GRUNDY CENTER — Kylie Willis grew up as one of Grundy Center volleyball’s biggest fans.
With her mom, Lori, serving as an assistant coach on Darwin Sents’ staff, Kylie watched athletes like Heather Hook, Samantha Meyers and Riley Sents lead the Spartans to five consecutive state tournament appearances before joining NCAA Division I programs.
Once Kylie reached high school, Lori took over the head coaching job. The eldest of three Willis children has worked alongside her mom and a talented group of teammates to leave their own mark within Grundy Center’s tradition of volleyball success.
“I always looked up to all the girls my mom was coaching and I just felt a connection with volleyball,” Kylie Willis said. “It was very motivational. ... They were such good role-models and had a good attitude showing us how a Spartan volleyballer plays. That was the expectation, so you wanted to fulfill it and not let them down and keep the Spartan tradition going.”
The Spartans followed last season’s breakthrough run to the state tournament, with a roster filled by underclassmen, by jumping out to an 18-0 start with a pair of weekend tournament championships this season.
Willis leads Class 2A’s No. 3-ranked team (28-4) with 2.85 kills on .468 hitting from her middle hitter position. She also serves at a 94 percent efficiency and averages 0.79 blocks a set and 2.08 digs as a five-rotation contributor.
Lori Willis admits that well-rounded skill set isn’t something that came easily to her daughter, whom she initially tried to steer toward basketball in order to find her own passion. While Kylie and her classmates began playing volleyball in fourth grade, she didn’t serve in matches until seventh grade and the thought of her playing back row wasn’t on the radar.
“The biggest blessing she received was the fact that she was uncoordinated,” Lori Willis said. “It made her work harder. It didn’t come to her naturally so she had to put in the extra time. ... She’s put in a lot of practice and a lot of grit to get where she is right now.”

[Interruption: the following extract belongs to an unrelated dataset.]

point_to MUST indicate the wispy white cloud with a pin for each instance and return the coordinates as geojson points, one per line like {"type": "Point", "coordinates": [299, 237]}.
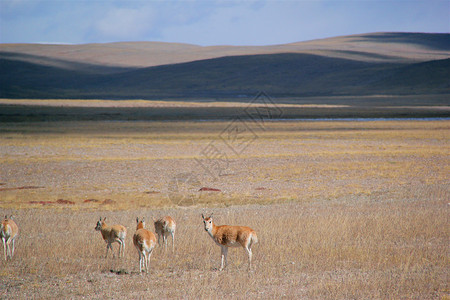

Kylie credits the opportunity to work with coaches Liz Plum, Brian Lepa and Jay Grassley with the Six Pack club program entering her eighth grade year as another vital key to her development.
“They saw a lot of potential in me and if it wasn’t for them I wouldn’t be the player I am today,” she said.
Willis has enjoyed working alongside a cohesive and athletic group of friends who started playing basketball together in third grade and then added volleyball to their repertoire.
“My teammates are wonderful,” Kylie said. “They’re always pushing me and we’re pushing each other. They are all really good athletes. We have such a close friendship, no drama on the court, and that just makes for a wonderful year. You can just focus on the game and have fun.”
Lori Willis characterizes the group as driven and unselfish. She knows she can push them hard as they work to reach their potential.
“They don’t give up,” Lori Willis said. “The best way to describe it is they just get it. They get competition. They get what it takes to be a team. It really drives them.
“Not only do they want to be the best players that they can be, but they want to be the best player for the team. They just enjoy being a part of something that is bigger than themselves.”
Grundy Center entered this week two matches away from extending a win streak over NICL West opponents to nine consecutive years. The Spartans are coming off a weekend tournament in which they recorded a narrow win over 3A’s No. 7 Osage and battled 5A’s No. 4 Cedar Rapids Jefferson to the wire before losing in the semifinals.
While living with her coach isn’t always easy, Kylie wouldn’t trade these high school years for anything.
“It’s been a struggle sometimes being a coach’s kid,” she admits. “You’re always getting coached at, even when you go home, at practice, during games, it’s never-ending. But I truly wouldn’t change it because it’s brought me and my mom closer and we can share that passion together. It’s something we will always cherish.”
Beyond high school, Kylie is looking toward an opportunity to play collegiate volleyball. She’s already drawn interest from multiple NCAA Division II programs and still has two postseasons of high school volleyball left to continue to make her mark on the program she grew up idolizing.
“It would mean the world to me that I’m able to keep pursuing what I love and knowing that I’m able to play in college,” Kylie Willis said. “Since I was young, I’ve been clumsy. I’ve never had all the coordination. All my hard work will eventually pay off if I’m able to play at the college level.”